Showing posts with label First World War novels. Show all posts
Showing posts with label First World War novels. Show all posts

Sunday, 2 December 2018

The Opposite of Historical Fiction - by Gillian Polack


One of the reasons I went to France earlier this year was to check for myself what happened in the Somme region after World War I. I read many accounts, but they couldn’t tell me what I needed to know. What did I need to know? The cultural impact of war.

Historical fiction builds culture. It gives so many of us pathways into understanding how our world sees its past and how people might have lived in it. As fiction, it has fuzzy boundaries, and this is an important part of creating that wonderful past. Some writers use the fuzzy boundaries to create adventure, and some use it to create small private worlds that readers feel they can step into. Some use it to create trauma and let us see the horror of the past. Whatever the writer chooses, they are adding to culture.

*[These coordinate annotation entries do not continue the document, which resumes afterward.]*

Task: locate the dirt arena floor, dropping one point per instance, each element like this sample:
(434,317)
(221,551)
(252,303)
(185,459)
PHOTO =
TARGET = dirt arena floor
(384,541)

I used to think that war added to culture, too. This is because some aspects of war do precisely that. We’ve just had a flurry of memory of poets who died in World War I. Those terrible, beautiful, simple rhymes came from horror and represent death. Exquisite and agonising, they are a core part of how we see that war.

There is a Somme tourism that specialises in military matters. In July, I met a few of the tourists along the Somme, they followed the routes and visited the sites and the museums. There were so many Australians. I talked with some of them. A few were there for family who died. They wanted to see a piece of paper or find out more about a man or where he died. Another group was there because they want to commemorate the war in this hundredth year. A few were there to remind themselves that they vowed “Never again.”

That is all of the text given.